Witamy astronomiczną zimę!

21 grudnia o 23:23 czasu polskiego Słońce osiągnęło najdalej wysunięty na południe punkt w swojej wędrówce po nieboskłonie (tzw. moment górowania nad zwrotnikiem Koziorożca), a tym samym rozpoczęła się astronomiczna zima!

Astronomiczna zima

Ten moment, tzw. przesilenie zimowe, które było obserwowane już w starożytności, dał początek wielu obrzędom i jest związany także z wyznaczeniem 25 grudnia datą święta Bożego Narodzenia (dociekliwi zauważą, że od tej daty długość dnia zacznie się wydłużać). Tym samym przejęto tradycje „dnia narodzin niepokonanego Słońca” obchodzonego od III w. n.e. (było to związane z popularnością wśród Rzymian kultu Mitry, szczególnie czczonego wśród rzymskich legionistów i połączeniem jego kultu z dawnym rzymskim kultem Słońca przez cesarza Aureliana). Stąd właśnie pochodzi zwyczaj wręczania prezentów (kilkaset lat przed domniemanym czasem życia św. Mikołaja!), stąd życzenia i pocałunki pod jemiołą, stąd też pochodząca najprawdopodobniej jeszcze sprzed oficjalnego ustanowienia Bożego Narodzenia konstytucja Konstantyna Wielkiego ustanawiająca ten dzień wolnym od pracy. Stąd też, pośrednio, formułę świąt Bożego Narodzenia zawdzięczamy nachyleniu osi obrotu naszej planety względem jej orbity wokół Słońca...

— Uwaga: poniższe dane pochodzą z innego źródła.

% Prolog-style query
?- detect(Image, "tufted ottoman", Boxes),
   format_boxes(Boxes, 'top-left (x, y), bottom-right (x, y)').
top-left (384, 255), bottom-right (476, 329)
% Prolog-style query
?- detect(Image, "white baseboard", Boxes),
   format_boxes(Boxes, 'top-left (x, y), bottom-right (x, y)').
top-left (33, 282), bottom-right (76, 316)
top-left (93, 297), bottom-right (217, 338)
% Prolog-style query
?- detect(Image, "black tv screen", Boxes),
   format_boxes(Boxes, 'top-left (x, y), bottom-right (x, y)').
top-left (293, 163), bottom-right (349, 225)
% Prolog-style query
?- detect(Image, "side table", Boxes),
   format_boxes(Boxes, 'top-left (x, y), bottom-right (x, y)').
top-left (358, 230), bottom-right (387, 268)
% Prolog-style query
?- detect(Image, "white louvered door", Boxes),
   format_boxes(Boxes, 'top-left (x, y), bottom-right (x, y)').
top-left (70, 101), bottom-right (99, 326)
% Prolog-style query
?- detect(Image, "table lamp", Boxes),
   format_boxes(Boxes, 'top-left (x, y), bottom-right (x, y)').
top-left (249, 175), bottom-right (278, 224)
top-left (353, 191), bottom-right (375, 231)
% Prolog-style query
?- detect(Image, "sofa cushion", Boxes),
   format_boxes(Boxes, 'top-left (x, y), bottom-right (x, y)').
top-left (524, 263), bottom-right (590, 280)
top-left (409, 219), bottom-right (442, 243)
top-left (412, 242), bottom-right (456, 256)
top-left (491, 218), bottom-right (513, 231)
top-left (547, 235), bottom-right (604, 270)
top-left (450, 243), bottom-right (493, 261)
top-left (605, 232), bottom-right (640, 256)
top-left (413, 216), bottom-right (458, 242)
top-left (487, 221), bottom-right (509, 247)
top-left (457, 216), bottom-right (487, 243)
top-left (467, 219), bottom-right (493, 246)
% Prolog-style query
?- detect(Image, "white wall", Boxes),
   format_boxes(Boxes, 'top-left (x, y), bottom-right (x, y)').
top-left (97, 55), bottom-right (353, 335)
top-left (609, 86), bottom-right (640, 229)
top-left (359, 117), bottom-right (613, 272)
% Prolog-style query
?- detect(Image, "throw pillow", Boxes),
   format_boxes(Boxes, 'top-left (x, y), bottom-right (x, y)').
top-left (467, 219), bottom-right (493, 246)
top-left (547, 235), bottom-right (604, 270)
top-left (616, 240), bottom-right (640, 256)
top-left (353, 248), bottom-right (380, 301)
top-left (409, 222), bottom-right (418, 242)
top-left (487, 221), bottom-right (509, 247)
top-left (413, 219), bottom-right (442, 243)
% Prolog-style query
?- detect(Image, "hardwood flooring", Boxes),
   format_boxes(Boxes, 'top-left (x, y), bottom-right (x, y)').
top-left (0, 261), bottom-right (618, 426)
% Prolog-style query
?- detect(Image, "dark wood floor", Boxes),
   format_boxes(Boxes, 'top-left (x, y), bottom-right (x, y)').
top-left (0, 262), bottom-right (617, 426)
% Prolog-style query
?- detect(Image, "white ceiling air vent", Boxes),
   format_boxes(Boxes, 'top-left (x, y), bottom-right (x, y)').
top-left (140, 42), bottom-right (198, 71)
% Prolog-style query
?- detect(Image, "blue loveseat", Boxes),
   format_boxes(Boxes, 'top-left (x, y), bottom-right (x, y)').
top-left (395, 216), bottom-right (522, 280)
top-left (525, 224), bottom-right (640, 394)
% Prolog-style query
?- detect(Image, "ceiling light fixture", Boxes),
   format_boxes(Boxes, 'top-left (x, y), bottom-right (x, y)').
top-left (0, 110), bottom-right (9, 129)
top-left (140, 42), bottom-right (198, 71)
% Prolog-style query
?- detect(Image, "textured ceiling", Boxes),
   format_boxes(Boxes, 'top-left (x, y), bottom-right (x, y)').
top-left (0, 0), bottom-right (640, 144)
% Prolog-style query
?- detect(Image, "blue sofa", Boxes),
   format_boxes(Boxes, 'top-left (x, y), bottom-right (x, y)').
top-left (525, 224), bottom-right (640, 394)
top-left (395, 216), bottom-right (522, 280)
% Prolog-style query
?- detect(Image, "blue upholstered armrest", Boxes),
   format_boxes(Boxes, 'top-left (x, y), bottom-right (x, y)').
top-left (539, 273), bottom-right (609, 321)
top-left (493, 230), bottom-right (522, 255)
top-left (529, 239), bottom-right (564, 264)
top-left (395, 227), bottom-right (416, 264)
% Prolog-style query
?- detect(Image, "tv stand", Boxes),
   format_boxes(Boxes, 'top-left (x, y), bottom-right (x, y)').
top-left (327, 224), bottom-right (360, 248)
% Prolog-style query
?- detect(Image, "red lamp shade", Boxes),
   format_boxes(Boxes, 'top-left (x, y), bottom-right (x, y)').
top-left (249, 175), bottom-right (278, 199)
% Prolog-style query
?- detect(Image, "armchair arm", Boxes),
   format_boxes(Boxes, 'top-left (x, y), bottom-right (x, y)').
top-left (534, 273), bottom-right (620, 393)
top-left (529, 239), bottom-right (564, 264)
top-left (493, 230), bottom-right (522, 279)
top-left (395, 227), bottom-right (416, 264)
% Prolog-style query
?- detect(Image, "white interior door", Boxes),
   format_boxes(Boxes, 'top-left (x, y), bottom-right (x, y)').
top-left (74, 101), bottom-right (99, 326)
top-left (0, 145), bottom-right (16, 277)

W Planetarium EC1 z ramówki znika pokaz na temat gwiazdozbiorów jesiennych (chociaż zorganizowane grupy szkolne mogą nadal rezerwować ten temat przez cały rok), zaś wraca, jak co roku zaktualizowany, pokaz „Gwiazdozbiory zimowego nieba”. Tym samym, niezależnie od pogody (która nas ostatnio nie rozpieszcza) możemy w komfortowych warunkach poznawać piękno gwiazd widocznych w mroźne noce. Do zobaczenia pod kopułą!